Por Jorge Barcellos, doutor em Educação
Cristina Serejo, em áudio gravado instantes após tomar conhecimento do incêndio que destruiu o Museu Nacional do Rio de Janeiro onde é vice-diretora, enumera as perdas das coleções de arqueologia, paleontologia e da parte histórica do Brasil "nada, nada vai sobrar". Impossível se concentrar na lista: é o silêncio, o soluço e o tremor da voz que emociona. Você sente a sua dor, a dor de todos os brasileiros pela perda do maior museu do país.
No passado, o maior medo das cidades era o tráfego e a sensação de confusão no trânsito. Era o medo dos acidentes por excesso de velocidade em ruas percorridas por cavaleiros, carruagens e carroças. No mundo moderno, é o fogo que dá medo, violento e incontrolável e que desde os tempos medievais é a imagem vivida do inferno. Mas não é curioso que no mesmo instante em que o maior museu do país ardia em chamas, centenas de pessoas na capital buscavam encher seus tanques de combustível devido a um fake news? Porque as duas coisas estão relacionadas?

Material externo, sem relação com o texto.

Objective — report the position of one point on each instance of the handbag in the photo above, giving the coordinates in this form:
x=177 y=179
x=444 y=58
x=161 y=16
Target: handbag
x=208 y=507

Porque mostram que frente ao medo é preciso agir. Os servidores do Museu Nacional sempre tiveram medo da possibilidade de um incêndio na instituição bicentenária. Fizeram alertas, tentaram de todas as formas chamar a atenção das autoridades, mas o Estado nada fez. Motoristas, por outro lado, ao simples alerta nas redes sociais, correram aos postos para abastecer. Entende a diferença? Governos não se importam com o medo, cidadãos sim.
O que choca é que o patrimônio mundial desaparece debaixo de nossos olhos e as autoridades de plantão não chamam para sí a responsabilidade. Como lembra a professora da UFRJ Ivana Bentes, a fila é extensa: o acervo Hélio Oiticica queimou, a Cinemateca Brasileira pegou fogo, o Museu da Língua Portuguesa queimou. Não são "fatalidades" como tratam as autoridades, são produto da barbárie das políticas neoliberais do estado mínimo, das plataformas privatizantes e das políticas erradas de austeridade que produzem o desinvestimento no comum. Sequer os candidatos prometem algo a respeito. Esperamos que a tragédia mude isso.
O fóssil Luzia, um dos mais importantes do mundo, sobreviveu a 11.500 anos. Só não sobreviveu ao neoliberalismo.